David, Amelia, Cristobal and Gabriel. MUCHAS GRACIAS POR TODO!


Ivan, the owner of Ventana Sur Hostel made a delicious asado./ Ivan, właściciel Ventana Sur Hostel, zrobił przepyszne asado.


Before the game at the Colo Colo stadium./ Przed meczem, w tle stadion Colo Colo.




Rodrigo, took us not only to see the football game and his family (first picture) but also to try the local version of a hot dog. The sausage is there, but it takes time to get to it through a heap of avocado./ Rodrigo zabrał nas nie tylko na mecz i do domu swojej rodziny (pierwsze zdjęcie), ale także na lokalną wersję hotdoga. Jest w nim kiełbaska, ale potrzeba czasu, żeby do niej dotrzeć przez górę awokado.




Neruda is watching./ Neruda patrzy.



With Yu-Hsin, our friend from Taiwan that we met in Patagonia, after a huge Japanese lunch./ Z Yu-Hsin, naszą znajomą z Tajwany poznaną w Patagonii, zaraz po olbrzymim japońskim lunchu.

Tuesday, 10 April 2012

Pa pa... Patagonia!/ Bye bye... Patagonia!

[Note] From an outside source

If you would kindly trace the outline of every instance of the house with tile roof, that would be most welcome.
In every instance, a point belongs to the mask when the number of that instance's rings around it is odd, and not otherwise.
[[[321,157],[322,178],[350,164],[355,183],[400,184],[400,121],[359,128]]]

Zimny oddech gór na karku, dziki wiatr wzbijający w powietrze letni kurz, fakt, że mamy już bilet powrotny, a w naszej głowie rosną jak na drożdżach plany i pomysły popowrotne – wszystko to pomogło nam wydostać się z patagońskich sideł.
Wyjechaliśmy jednoznacznie – jeden ruch na szachownicy i jesteśmy 24 godziny dalej. Nie chcieliśmy przedłużać tego pożegniania. Raz, dwa, trzy, znikamy! Raz, dwa, trzy, czasu nie mamy... na smutek, na wątpliwości, na żal, że patagońskie lato takie krótkie. Raz, dwa, trzy, pa pa...


***


The cold breath of the mountains on the back of our necks, wild wind unsettling the summer dust, the fact that now we have a return ticket and that after-return ideas grow as if on yeast in our heads – all this has helped us get out of the patagonian trap.
We left in a straightforward manner – one move on the chessboard and we are 24 hours farther away. We didn't want to make this goodbye a long one. One, two, three, off we go! One, two, three, we have no time... for sadness, for doubts, for regrets that the patagonian summer is so short. One, two, three, bye, bye...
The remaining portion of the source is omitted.